A Mossoul, le comte de Cholet rencontre la hiérarchie ecclésiastique de toutes obédiences. Premier sujet d'étonnement et d'incompréhension chez l'officier, la multiplication des clergés, syrien, chaldéen, etc. (les chrétiens d'Orient on tendance à jouer les amibes encore plus que les Ismaéliens et leur 36 schismes autour des "vrais" Imams) :
Notons que parmi la petite dissemblance d'avec Rome, il y a l'usage de l'araméen dans la liturgie, ce qui n'est pas rien. On n'a pas l'impression qu'Armand-Pierre de Cholet comprenne que demander à remplacer dans les offices la langue du Christ par celle de Cicéron (ou de saint Jérôme, si l'on préfère) dans une région où même l'occupation romain était hellénophone, c'était gonflé... Ou un brin latino-centriste...
"L'archevêque syrien et l'évêque chaldéen, informés de notre arrivée, ont eu la bonté de venir eux-mêmes prendre de nos nouvelles et nous entamons avec eux une longue conversation sur le pays qu'ils habitent ainsi que sur les fidèles qu'ils gouvernent. Rattachés depuis peu à l'Eglise latine, quoique avec des rites différents, ils maintiennent avec la dernière énergie les petites dissemblances qui les séparent aussi bien de Rome que les uns des autres."

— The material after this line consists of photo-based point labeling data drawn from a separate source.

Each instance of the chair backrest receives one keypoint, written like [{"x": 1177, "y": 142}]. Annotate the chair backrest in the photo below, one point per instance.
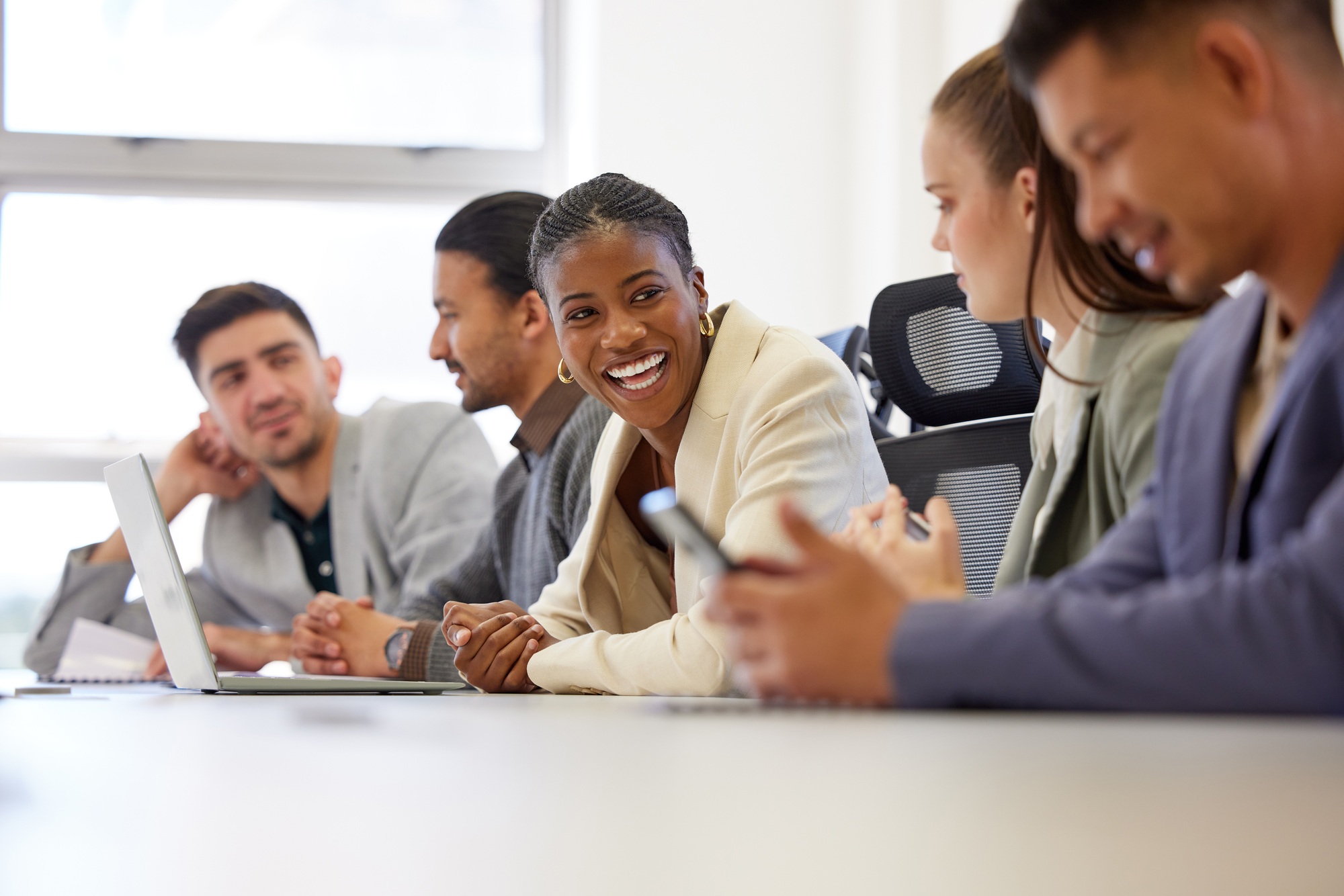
[
  {"x": 851, "y": 345},
  {"x": 940, "y": 365},
  {"x": 982, "y": 469}
]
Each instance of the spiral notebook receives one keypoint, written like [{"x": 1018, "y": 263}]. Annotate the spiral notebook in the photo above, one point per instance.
[{"x": 99, "y": 654}]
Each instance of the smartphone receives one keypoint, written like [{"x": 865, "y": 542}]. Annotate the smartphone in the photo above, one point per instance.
[
  {"x": 917, "y": 527},
  {"x": 674, "y": 525}
]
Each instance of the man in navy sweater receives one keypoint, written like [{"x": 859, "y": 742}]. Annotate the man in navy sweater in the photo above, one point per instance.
[{"x": 1206, "y": 139}]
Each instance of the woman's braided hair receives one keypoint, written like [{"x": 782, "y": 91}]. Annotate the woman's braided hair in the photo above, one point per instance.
[{"x": 607, "y": 205}]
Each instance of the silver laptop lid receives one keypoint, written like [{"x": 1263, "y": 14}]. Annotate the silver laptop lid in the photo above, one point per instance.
[{"x": 155, "y": 558}]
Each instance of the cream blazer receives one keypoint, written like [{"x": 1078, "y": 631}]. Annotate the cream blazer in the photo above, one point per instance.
[{"x": 778, "y": 414}]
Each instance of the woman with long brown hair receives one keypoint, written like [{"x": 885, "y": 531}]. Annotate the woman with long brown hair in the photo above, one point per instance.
[{"x": 1007, "y": 220}]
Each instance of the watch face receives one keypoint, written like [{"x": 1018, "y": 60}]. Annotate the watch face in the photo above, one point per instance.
[{"x": 396, "y": 648}]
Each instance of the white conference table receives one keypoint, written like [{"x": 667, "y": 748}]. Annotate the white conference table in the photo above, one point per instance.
[{"x": 159, "y": 792}]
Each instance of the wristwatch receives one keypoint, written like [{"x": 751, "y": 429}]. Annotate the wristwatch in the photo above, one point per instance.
[{"x": 396, "y": 648}]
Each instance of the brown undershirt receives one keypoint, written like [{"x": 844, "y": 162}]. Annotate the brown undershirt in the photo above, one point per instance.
[{"x": 644, "y": 474}]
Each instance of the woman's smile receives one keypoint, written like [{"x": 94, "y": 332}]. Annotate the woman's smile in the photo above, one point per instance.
[{"x": 640, "y": 378}]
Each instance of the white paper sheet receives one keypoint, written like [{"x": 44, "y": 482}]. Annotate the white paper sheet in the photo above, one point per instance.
[{"x": 96, "y": 652}]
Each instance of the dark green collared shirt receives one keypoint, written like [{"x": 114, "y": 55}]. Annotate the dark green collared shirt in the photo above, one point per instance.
[{"x": 315, "y": 542}]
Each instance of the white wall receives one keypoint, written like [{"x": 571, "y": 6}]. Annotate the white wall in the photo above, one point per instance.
[{"x": 788, "y": 131}]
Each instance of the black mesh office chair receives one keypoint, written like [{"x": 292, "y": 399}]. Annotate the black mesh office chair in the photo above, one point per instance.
[
  {"x": 851, "y": 345},
  {"x": 946, "y": 369}
]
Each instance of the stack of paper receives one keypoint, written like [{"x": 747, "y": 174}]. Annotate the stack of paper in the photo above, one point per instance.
[{"x": 101, "y": 654}]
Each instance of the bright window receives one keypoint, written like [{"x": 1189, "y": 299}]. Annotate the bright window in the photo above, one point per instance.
[
  {"x": 393, "y": 73},
  {"x": 92, "y": 289}
]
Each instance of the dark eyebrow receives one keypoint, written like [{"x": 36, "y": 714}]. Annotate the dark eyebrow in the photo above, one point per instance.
[
  {"x": 624, "y": 283},
  {"x": 643, "y": 273},
  {"x": 278, "y": 349},
  {"x": 225, "y": 369},
  {"x": 267, "y": 353}
]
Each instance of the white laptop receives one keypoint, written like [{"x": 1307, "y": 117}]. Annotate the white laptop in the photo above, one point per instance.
[{"x": 174, "y": 613}]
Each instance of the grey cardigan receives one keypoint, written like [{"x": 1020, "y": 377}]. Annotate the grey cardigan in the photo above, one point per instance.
[
  {"x": 1108, "y": 459},
  {"x": 411, "y": 491}
]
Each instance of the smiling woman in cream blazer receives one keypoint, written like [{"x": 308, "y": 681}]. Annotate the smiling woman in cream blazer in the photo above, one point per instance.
[{"x": 736, "y": 413}]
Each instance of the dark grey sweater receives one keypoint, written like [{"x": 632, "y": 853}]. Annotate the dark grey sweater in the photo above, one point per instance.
[{"x": 541, "y": 507}]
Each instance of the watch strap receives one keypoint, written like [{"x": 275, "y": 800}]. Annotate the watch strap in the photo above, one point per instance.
[{"x": 416, "y": 660}]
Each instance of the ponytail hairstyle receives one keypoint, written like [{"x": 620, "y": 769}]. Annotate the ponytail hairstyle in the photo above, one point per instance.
[
  {"x": 607, "y": 205},
  {"x": 980, "y": 101}
]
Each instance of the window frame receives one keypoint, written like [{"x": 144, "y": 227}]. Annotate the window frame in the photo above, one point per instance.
[{"x": 237, "y": 170}]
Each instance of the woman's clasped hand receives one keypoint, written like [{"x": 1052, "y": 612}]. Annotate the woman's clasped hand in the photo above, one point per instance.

Notons que parmi la petite dissemblance d'avec Rome, il y a l'usage de l'araméen dans la liturgie, ce qui n'est pas rien. On n'a pas l'impression qu'Armand-Pierre de Cholet comprenne que demander à remplacer dans les offices la langue du Christ par celle de Cicéron (ou de saint Jérôme, si l'on préfère) dans une région où même l'occupation romain était hellénophone, c'était gonflé... Ou un brin latino-centriste...
"Ils tiennent essentiellement à l'autonomie de leur église et, ayant leur patriarche spécial, leurs conciles privés, officiant dans leur propre langue, ils forment bien en effet un petit groupe très nettement distinct. Leurs articles de foi étant bien entendu les mêmes et les pratiques du culte essentiellement conformes aux nôtres, on ne peut voir dans l'obstination qu'ils mettent à rester séparés que le vif désir de maintenir l'autonomie de leur peuple qui disparaîtrait immédiatement, disent-ils, si l'on venait à supprimer l'usage de la langue syriaque ou chaldéenne comme langue sacrée et si on les rattachait en bloc à l'Eglise romaine. Il n'en est pas moins curieux de voir concentrés dans la même ville de Mossoul, qui compte au plus quarante mille habitants, un délégué apostolique, un patriarche chaldéen et un archevêque syrien, appartenant tous à la même église, mais se refusant à en pratiquer le culte d'une manière uniforme. Chacun a sa cathédrale, ses églises, ses prélats suffragants, ses fêtes spéciales, et, tout en vivant en parfaite communion avec le Saint-Siège, ne néglige aucune occasion de tendre quelque embûche au voisin pour tâcher de diminuer son prestige afin de rehausser le sien !"
Au-dessus de tous, Mgr Altmayer, délégué apostolique, envoyé par le Vatican donc, et qui cumule aussi les archevêchés de Bagdad et de Babylone. Mgr Altmayer, Lorrain de naissance, a fort à faire pour combattre ce qu'on appellerait aujourd'hui "l'intégrisme religieux" local: filles et femmes voilées en noir de la tête aux pieds, cloitrées, mariées précoces à la merci de la tyrannie d'une belle-mère, etc. Non, non, il ne s'agit pas de musulmanes, qu'est-ce que vous imaginez ?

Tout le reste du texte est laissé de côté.